I don't really have any "regrets" about any of my tattoos (although if I do end up teaching, the Poison girl is going to be hard to cover every day)..I just wish that I had a theme or a common style/thread through all of them...so that they kinda go together instead of random, isolated pieces.  I'm really big on tying things together, but have changed a lot in my own style over the years that it's kinda impossible that I would have planned it all from the start-but that just gives me something to work toward from now on.


----------



## Kat (Apr 26, 2007)

Here is mine....my first, not sure if I'm going to get another.  I thought about getting one for years before I did (i'm 25, have wanted once since i was about 18) and the inspiration for this came in a blinding flash and i know it was exactly the right thing for me.  I never do things by halves so I knew in my heart that getting something so big and black was the right thing for me to do with my first (and maybe only) one.






Here is the poster it is taken from....the halo on my actual tattoo is really detailed but hard to see because it's a crap photo....






This is how i described what i wanted the poster turned into to a friend in an email....

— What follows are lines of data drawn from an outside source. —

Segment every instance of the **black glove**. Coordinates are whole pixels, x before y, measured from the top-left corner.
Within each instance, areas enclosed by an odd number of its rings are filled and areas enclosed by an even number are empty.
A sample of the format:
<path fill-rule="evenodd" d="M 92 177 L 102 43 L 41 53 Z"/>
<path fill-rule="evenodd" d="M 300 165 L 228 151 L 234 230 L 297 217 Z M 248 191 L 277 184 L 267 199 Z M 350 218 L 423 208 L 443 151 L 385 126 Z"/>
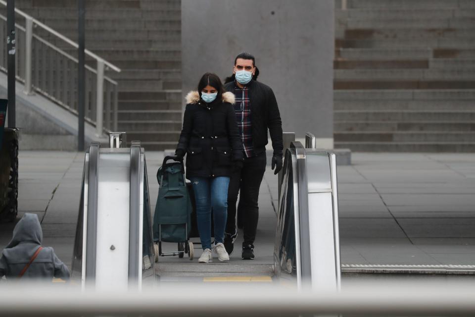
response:
<path fill-rule="evenodd" d="M 185 150 L 181 149 L 177 149 L 177 150 L 175 151 L 175 156 L 177 157 L 177 160 L 179 161 L 183 160 L 183 158 L 185 157 L 186 154 L 186 152 Z"/>
<path fill-rule="evenodd" d="M 233 174 L 237 174 L 241 171 L 241 169 L 242 169 L 242 161 L 241 160 L 235 160 L 234 161 L 234 164 L 233 165 L 233 169 L 232 173 Z"/>
<path fill-rule="evenodd" d="M 282 156 L 274 155 L 272 157 L 272 169 L 276 168 L 276 170 L 274 171 L 274 174 L 276 175 L 281 169 L 282 169 Z"/>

I like the texture of the fur and the lighter coloured contours, and the fact that it's a black cat but not cutesy.  I want the tail hanging down, curled to one side, and pronounced ears and whiskers like the ones on the poster.  Generally, I would like the head and body to be shaped a little more femininely (is that a word??) as well. But I like the rough fur – gives it an edge.  I want it to convey sass, attitude and class without having to use a face.  I like the halo around the head, and would like roman numerals for my birth year in there. 

And here is the blurb about the poster, which is worded much better than I could ever explain it at this time of night!  

"When the artist-cum-entrepreneur Rodolphe Salis died in 1897, the inscription on his tombstone read: "God created the world, Napoleon the Legion of Honor, and I, Montmartre." While Salis, the owner of the celebrated Chat Noir (Black Cat) cabaret, exaggerated his importance, his epitaph correctly suggests the fundamental role played by the Chat Noir in the development of Montmartre. Salis' "cabaret-artistique" opened its doors in 1881, and almost immediately became a gathering spot for avant-garde artists, poets, musicians, and writers, who used the cabaret as a sort of artistic laboratory to recite poems, sing chansons, and exhibit paintings. The cabaret's name, chosen for its multiple associations with sources as diverse as Edgar Allan Poe and French folktales, itself became a leitmotif for the district. Artists regularly used images of the black cat, as in Théophile-Alexandre Steinlen's poster Tournée du Chat Noir. Steinlen's poster, with the black cat sitting upright and a halo surrounding its head with the inscription "Montjoye Montmartre," advertises the Chat Noir cabaret, while conjuring the sensual, mysterious, independent, and nocturnal culture of Montmartre."

Really, for me it's a symbol of the fact that yes, I am a cultural wanker and I am proud.  I am heavily into film and music and love and appreciate all forms of art. Art nouveau (the period of the poster) is one of my favourite periods in that it was about bridging the gap between 'elite' art and art that wasn't....well...considered elite. And i particularly like the last sentence of that blurb - the adjectives are how I would like to think of myself.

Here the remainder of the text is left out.